[Molecular cloning and identify expression of the novel human LNX gene in gliomas].

Objective: To clone and identify expression pattern of the novel LNX gene, and characterize its molecular mechanism in all grades of human gliomas.

Methods: From a fetal brain cDNA library, we isolated the novel human LNX gene. The expression pattern of LNX gene in 16 normal tissues was examined by MTC panel (Clontech). Microarray were adopted and hybridized with LNX probes to examine the expression of novel gene in gliomas. Northern hybridization was used for verifying expression of LNX gene in gliomas. Two-hybrid screen in yeast was used to identify human LNX interacting proteins. Pull-down assays and Co-immunoprecipitation were transfected in HEK293 cells according to the lipofectAMINE protocol.

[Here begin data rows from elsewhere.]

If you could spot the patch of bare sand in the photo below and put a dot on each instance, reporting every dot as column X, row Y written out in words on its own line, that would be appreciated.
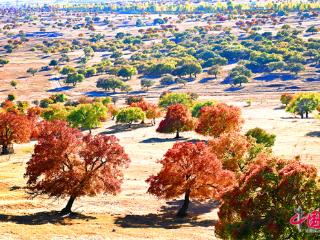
column 134, row 214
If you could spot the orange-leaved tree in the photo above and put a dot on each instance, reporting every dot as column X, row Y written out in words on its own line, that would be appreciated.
column 190, row 169
column 67, row 164
column 266, row 198
column 14, row 128
column 151, row 110
column 178, row 119
column 217, row 119
column 34, row 114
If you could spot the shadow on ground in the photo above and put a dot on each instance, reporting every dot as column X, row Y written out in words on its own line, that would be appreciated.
column 60, row 89
column 166, row 218
column 162, row 140
column 276, row 76
column 313, row 134
column 125, row 128
column 53, row 217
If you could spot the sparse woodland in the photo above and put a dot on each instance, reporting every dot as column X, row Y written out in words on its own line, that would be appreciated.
column 168, row 72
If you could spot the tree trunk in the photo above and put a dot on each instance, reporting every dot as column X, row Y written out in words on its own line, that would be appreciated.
column 183, row 210
column 177, row 135
column 68, row 207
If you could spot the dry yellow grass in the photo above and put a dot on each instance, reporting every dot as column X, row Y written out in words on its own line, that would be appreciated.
column 134, row 214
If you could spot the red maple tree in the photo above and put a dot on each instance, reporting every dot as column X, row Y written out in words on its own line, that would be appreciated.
column 14, row 128
column 178, row 119
column 217, row 119
column 67, row 164
column 190, row 169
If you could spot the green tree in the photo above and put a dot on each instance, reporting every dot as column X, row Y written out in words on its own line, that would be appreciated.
column 14, row 83
column 196, row 109
column 66, row 70
column 87, row 116
column 3, row 62
column 261, row 136
column 295, row 68
column 303, row 103
column 127, row 72
column 174, row 98
column 215, row 70
column 313, row 29
column 129, row 115
column 239, row 79
column 53, row 63
column 146, row 83
column 191, row 68
column 110, row 83
column 55, row 112
column 74, row 78
column 32, row 71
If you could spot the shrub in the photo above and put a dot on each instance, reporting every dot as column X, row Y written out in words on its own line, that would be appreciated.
column 129, row 115
column 261, row 136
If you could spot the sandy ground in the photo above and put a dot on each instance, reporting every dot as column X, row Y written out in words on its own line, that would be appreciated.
column 134, row 214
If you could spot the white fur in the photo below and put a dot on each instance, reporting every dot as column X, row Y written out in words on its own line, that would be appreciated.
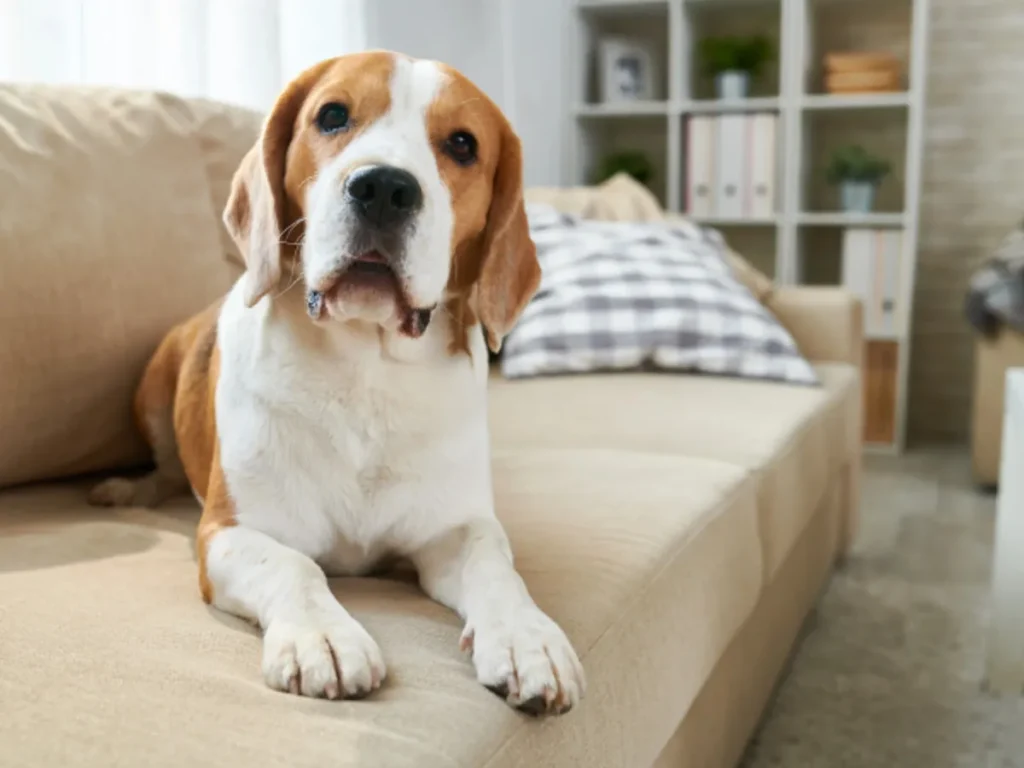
column 344, row 442
column 399, row 138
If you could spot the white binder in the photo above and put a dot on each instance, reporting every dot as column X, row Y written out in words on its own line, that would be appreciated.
column 730, row 182
column 700, row 167
column 761, row 187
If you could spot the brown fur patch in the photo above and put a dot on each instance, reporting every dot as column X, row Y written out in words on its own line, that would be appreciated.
column 494, row 262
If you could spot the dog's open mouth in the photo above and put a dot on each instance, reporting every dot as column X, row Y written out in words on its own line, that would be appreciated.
column 372, row 262
column 371, row 275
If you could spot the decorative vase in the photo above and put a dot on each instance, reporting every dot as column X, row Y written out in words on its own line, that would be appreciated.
column 857, row 197
column 732, row 84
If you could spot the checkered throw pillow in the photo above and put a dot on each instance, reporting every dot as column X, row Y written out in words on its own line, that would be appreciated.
column 623, row 295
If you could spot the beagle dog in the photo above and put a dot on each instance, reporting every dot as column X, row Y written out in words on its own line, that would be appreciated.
column 330, row 413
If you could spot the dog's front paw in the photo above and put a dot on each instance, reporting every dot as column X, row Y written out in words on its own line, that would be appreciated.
column 525, row 657
column 332, row 658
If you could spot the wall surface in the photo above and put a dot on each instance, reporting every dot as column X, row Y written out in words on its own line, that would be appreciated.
column 973, row 194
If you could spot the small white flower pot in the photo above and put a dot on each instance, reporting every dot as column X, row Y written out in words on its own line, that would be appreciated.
column 857, row 197
column 732, row 84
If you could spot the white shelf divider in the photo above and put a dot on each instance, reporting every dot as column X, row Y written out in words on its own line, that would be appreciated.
column 840, row 218
column 624, row 110
column 855, row 100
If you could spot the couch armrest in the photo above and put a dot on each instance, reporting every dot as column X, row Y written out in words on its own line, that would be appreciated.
column 826, row 323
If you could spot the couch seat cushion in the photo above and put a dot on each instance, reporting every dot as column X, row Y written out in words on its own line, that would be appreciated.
column 795, row 438
column 649, row 562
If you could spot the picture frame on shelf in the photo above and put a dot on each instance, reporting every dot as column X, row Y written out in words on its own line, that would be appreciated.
column 627, row 68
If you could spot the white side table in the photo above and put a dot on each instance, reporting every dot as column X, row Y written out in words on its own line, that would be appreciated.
column 1005, row 670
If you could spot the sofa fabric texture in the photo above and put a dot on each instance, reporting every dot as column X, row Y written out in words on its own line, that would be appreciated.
column 677, row 526
column 110, row 232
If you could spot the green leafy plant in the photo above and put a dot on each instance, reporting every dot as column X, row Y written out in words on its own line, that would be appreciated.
column 636, row 164
column 735, row 53
column 854, row 163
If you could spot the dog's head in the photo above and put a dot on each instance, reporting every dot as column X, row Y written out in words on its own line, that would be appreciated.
column 393, row 184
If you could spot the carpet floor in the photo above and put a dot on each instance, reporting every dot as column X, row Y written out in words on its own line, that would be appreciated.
column 889, row 673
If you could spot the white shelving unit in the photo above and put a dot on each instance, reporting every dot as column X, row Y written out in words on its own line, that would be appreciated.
column 804, row 224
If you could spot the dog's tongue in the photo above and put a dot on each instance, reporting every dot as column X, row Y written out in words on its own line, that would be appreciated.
column 415, row 323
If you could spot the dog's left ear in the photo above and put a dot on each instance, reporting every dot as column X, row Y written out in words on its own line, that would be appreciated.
column 510, row 272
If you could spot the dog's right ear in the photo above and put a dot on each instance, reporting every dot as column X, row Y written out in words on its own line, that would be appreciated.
column 257, row 205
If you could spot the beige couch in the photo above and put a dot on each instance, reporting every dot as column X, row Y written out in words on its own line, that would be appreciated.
column 679, row 527
column 991, row 359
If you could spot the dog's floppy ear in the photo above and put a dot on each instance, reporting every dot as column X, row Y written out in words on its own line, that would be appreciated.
column 510, row 273
column 257, row 205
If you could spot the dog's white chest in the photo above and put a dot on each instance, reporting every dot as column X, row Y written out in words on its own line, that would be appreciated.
column 347, row 459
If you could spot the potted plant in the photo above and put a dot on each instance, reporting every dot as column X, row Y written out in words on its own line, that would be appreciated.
column 857, row 173
column 634, row 163
column 733, row 60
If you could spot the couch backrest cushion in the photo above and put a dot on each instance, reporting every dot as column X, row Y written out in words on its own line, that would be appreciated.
column 110, row 233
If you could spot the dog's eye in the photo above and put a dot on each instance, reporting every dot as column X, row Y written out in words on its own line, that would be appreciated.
column 332, row 118
column 461, row 146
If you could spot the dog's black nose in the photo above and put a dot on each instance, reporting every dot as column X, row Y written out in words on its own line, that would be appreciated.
column 384, row 196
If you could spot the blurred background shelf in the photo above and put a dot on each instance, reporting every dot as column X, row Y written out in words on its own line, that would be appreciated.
column 804, row 241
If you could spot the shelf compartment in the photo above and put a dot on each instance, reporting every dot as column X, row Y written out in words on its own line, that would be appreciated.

Results: We isolated a 3.7 kb cDNA containing an open reading frame (ORF) of 1,899 bp and a putative 632 amino acids protein, which was located on 4q12. cDNA microarray showed LNX was down-regulated in all 18 glioma samples and it was testified by Northern-blot. The MTC panel showed a ubiquitous expression pattern which highly expressed in adult brain, kidney and pancreas, while weak expression in heart, lung, etc. The two-hybrid screen in yeast revealed that LNX interacted with SKIP (Ski interacting protein) via PDZ domains. The co-immunoprecipation suggested that LNX interacted with SKIP in HEK293 cells and could affect the subcellular localization of Numb, which indicated that LNX might function as a molecular anchor that localized Numb to the subcellular site of its interaction with Notch.

Conclusion: cDNA microarray technology is a powerful technique in screening and locking differentially expressed genes in gliomas, LNX was closely related to human gliomas and suggested playing an important role in gliomas by notch signal approach.